Nurture Lifelong Learning
This year, I made the decision to begin my Masters degree in education. This decision was, in reality, made 10 years ago but I never got around to taking the first step and enrolling on a course. What took me so long? Anybody in a full-time profession, not just primary school teaching, can justify that there never seems to be enough time and I became a victim of this mindset. In truth, one needs to find the time and rethink workload in a manageable way, to prioritise and organise both professional and personal routines so that they may include one’s own professional development. As an educator, it is vital that we lead by example by demonstrating to pupils that learning never stops and that being inquisitive and wanting to learn more is vital to continuing self-improvement and staying knowledgeable.
Managing workload is important and the only means by which to be successful in your studies whilst working in a full-time profession.. Creating routines and rules are generally best to get motivated and I have listed how I manage my time effectively to ensure lifelong learning:
- Create a plan and stick to it; including planning what to do in your free time
- Treat yourself once in a while! It’s great to feel that you deserve that spa break or tickets to your favourite show
- Stay healthy and eat well, including getting enough sleep each night
- Utilise technology where possible and when appropriate. This can be time effective and allows studying to be mobile
- Prioritise your workload so that you don’t feel overwhelmed
The pace of learning has changed and the means by which we study are evolving. Tips and techniques are useful for how to be most productive, particularly for those of us who last wrote an essay over 20 years ago! It’s important that we demonstrate to our young people how important self-improvement is but the process should be two-way, and the next generation is probably more qualified to advise older learners how to create new learning habits in a fast-paced society.

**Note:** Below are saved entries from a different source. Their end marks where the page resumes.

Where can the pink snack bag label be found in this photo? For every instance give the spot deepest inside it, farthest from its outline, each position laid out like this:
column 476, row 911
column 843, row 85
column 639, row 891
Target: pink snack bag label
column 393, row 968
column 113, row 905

Having recently been part of an Entrepreneur workshop at The Arcadia Preparatory School, it became apparent that all children have natural curiosity and endless imagination. During the event, young people were given a short time to think of something, anything at all, and then to create it and make it into something tangible. The results were extraordinary. One 9-year-old designed a temperature-altering spoon so that food would be changed to the right temperature to consume. Another group made an ‘Animal Translator’, which looked like a helmet and could translate animal’s sounds into human language. The breadth of creativity and originality was endless and left me in awe of the young entrepreneurs. It made me realise that children push their own learning boundaries all the time and that this should be true of adults too.
With a broad range of educational opportunities surrounding us, there really is no excuse to stop learning. Everyone has the capacity to build on their innate curiosity and to develop their own learning choices and experiences. At the end of my Master’s degree, if I have created something even remotely as brilliant as a temperature-changing spoon, I will be incredibly proud of myself!